How do you make your moral decisions? I’m not asking which things you think are good and which things you think are bad. I’m asking what factors do you consider, and what is the process by which you consider them, when you are trying to figure out what is right or wrong, good or bad?
The online comic Strong Female Protagonist stars a superhero like many others in a story unlike many others. For those who remember Concrete, SFP reminds me more of that book than any other super hero comic I know. Recently, the main character had to make some decisions that any real person would spend some time second guessing. She wondered if she made the right choices. She wondered if she could even be called a hero. And yet, she wasn’t certain that choosing anything else would have been any better. All this is good. All this is appropriate characterization. But these thoughts are thoughts that in other comics would have been dealt with, if at all, in a dramatic moment.
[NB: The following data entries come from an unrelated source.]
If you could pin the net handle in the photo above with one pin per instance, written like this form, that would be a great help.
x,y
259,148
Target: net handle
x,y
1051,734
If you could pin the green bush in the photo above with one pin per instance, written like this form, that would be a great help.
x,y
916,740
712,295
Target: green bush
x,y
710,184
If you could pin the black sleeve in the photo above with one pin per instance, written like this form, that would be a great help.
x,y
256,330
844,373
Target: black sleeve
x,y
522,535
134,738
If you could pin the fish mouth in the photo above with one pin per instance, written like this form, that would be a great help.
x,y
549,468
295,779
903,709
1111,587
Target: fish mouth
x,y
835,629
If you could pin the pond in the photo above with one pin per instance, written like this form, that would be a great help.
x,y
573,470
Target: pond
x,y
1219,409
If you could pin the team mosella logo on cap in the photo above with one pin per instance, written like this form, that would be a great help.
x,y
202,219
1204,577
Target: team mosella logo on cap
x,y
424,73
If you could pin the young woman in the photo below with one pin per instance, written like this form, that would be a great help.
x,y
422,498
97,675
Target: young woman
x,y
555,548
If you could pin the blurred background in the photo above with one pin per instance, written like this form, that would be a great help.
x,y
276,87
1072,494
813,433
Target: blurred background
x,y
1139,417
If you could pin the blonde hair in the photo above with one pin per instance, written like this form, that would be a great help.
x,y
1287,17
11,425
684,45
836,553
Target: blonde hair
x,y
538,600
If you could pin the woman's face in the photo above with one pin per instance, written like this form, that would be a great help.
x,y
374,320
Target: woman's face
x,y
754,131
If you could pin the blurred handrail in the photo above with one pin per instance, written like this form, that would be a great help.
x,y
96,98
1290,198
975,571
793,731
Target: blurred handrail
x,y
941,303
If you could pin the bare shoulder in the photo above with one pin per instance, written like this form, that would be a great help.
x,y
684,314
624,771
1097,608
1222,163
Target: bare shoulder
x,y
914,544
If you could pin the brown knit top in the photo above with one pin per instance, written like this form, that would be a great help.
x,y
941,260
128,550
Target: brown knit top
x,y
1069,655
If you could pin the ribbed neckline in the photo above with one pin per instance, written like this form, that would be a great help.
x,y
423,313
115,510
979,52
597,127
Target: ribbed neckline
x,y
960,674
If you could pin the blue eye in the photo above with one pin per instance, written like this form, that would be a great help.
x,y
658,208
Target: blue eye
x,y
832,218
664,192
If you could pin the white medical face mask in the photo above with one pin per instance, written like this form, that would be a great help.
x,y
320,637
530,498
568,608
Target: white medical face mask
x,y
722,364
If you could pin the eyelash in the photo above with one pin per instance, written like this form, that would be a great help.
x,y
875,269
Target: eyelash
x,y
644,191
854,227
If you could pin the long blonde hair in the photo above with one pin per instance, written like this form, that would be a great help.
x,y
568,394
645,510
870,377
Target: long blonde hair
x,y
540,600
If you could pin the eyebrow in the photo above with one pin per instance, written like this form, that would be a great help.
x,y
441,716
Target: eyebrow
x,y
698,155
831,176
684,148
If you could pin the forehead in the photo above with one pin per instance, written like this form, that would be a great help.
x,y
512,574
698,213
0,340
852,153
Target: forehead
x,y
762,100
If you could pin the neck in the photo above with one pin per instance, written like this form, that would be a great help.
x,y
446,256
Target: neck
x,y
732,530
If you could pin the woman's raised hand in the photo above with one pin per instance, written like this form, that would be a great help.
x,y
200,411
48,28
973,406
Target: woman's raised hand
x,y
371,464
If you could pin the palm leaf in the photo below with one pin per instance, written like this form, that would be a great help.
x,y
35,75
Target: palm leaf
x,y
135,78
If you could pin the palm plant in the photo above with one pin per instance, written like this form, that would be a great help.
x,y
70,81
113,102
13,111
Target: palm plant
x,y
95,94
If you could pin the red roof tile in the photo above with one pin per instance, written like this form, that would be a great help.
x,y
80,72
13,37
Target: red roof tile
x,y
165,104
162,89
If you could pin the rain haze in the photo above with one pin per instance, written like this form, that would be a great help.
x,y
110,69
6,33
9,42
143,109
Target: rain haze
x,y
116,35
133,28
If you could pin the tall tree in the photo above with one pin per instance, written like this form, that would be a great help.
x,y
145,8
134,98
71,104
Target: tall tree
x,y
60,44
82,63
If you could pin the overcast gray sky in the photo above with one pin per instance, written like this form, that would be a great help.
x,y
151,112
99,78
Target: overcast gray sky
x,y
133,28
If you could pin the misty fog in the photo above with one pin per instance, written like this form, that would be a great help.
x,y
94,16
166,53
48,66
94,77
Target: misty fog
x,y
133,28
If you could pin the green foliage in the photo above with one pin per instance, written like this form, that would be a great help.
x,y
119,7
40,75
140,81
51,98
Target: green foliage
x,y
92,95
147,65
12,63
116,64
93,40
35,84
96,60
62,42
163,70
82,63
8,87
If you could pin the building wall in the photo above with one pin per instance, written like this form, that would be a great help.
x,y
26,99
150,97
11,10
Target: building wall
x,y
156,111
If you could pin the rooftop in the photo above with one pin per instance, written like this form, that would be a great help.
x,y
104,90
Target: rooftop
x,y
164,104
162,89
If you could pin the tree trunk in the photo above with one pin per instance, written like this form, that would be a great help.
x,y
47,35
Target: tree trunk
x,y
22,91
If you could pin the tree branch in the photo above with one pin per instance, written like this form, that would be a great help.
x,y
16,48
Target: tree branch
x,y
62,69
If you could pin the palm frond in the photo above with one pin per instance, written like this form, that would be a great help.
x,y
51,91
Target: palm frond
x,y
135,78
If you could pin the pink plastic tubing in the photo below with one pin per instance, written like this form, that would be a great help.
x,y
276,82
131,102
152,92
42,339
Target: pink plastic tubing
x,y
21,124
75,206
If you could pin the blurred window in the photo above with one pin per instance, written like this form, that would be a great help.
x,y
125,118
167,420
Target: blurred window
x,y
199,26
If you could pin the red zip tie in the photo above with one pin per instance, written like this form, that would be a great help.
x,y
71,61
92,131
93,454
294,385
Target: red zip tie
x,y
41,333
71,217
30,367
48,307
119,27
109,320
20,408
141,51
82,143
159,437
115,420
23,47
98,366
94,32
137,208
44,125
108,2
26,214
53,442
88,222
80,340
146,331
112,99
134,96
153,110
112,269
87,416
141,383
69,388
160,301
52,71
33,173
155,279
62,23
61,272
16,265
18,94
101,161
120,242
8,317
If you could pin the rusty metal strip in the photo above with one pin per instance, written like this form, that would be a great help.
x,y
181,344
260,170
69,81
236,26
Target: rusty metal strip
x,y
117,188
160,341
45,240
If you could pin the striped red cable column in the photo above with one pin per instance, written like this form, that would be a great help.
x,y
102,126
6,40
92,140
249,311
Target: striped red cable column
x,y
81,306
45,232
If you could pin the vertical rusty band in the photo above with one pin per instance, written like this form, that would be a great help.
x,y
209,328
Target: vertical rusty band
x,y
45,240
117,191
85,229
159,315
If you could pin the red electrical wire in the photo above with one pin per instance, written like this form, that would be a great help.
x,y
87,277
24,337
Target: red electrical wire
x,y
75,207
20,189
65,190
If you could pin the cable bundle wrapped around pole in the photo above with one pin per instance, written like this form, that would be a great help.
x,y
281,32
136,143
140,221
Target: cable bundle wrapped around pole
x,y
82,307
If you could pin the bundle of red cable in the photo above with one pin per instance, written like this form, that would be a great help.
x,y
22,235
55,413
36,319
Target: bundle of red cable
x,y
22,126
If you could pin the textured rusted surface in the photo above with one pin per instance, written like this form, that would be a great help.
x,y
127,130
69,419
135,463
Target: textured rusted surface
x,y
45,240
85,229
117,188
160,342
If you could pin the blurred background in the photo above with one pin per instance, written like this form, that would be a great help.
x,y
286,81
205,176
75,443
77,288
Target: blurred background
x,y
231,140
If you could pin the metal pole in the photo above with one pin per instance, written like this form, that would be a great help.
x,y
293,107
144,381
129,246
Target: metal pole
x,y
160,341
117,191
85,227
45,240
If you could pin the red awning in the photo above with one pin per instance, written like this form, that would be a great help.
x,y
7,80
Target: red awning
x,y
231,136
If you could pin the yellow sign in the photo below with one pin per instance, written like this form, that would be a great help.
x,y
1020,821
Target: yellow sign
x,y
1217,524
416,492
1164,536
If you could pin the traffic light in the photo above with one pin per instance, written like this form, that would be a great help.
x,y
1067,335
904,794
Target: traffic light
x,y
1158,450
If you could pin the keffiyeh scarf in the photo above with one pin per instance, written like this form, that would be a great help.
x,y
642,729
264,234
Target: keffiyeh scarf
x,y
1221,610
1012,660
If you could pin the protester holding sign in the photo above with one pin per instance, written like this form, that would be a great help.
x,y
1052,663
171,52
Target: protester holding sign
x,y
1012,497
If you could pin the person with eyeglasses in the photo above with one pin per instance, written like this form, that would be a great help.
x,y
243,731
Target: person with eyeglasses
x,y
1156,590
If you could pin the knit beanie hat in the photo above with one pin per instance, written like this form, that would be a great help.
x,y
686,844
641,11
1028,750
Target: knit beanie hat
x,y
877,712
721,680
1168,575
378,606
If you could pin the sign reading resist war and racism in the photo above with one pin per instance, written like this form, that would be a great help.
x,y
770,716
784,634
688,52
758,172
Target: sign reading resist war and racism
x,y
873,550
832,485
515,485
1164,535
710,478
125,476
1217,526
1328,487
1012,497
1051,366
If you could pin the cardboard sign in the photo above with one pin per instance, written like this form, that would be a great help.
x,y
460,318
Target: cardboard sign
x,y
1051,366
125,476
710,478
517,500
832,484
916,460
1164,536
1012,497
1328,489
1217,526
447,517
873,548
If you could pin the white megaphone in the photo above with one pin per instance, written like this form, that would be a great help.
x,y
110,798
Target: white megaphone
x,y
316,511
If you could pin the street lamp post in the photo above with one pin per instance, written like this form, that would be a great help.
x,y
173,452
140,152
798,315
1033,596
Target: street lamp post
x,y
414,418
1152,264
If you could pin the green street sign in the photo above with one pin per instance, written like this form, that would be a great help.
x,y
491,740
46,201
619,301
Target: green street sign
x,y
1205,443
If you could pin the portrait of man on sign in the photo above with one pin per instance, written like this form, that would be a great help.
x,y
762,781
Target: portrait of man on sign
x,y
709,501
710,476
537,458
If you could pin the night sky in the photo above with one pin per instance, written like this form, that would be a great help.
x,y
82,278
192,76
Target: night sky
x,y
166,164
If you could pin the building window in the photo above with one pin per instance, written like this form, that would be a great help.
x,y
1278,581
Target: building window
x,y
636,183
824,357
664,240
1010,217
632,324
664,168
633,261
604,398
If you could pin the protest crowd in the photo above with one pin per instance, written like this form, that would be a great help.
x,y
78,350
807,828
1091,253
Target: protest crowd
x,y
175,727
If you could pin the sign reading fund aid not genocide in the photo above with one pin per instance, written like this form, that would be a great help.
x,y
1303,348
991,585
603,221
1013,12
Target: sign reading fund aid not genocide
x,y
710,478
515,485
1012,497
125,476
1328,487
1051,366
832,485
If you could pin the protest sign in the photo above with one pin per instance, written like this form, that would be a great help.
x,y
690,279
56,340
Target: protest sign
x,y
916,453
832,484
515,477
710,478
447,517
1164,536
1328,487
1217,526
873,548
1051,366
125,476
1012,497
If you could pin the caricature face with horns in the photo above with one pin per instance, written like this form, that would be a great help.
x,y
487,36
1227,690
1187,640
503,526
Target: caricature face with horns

Either the hero would mull ethics immediately after a battle while in the midst of unignorable devastation caused by the battle, or the ethics would be glossed over until the middle of the next big battle, when suddenly the hero would seize up and the drama wouldn’t be so much about the goodness of the character as the timing of the character breaking free of the paralysis.
But Strong Female Protagonist is not a typical super hero story. Our Hero ends up wrestling with these questions in the park, speaking to an old professor she ran into by happenstance. One of the themes you’ll see explored here on Pervert Justice will be meta-ethics: how do we make decisions about what is good and what is bad? The creators of SFP did an excellent job with the hero/professor conversation and so I thought I’d take the opportunity afforded by this story to begin a discussion on meta-ethics.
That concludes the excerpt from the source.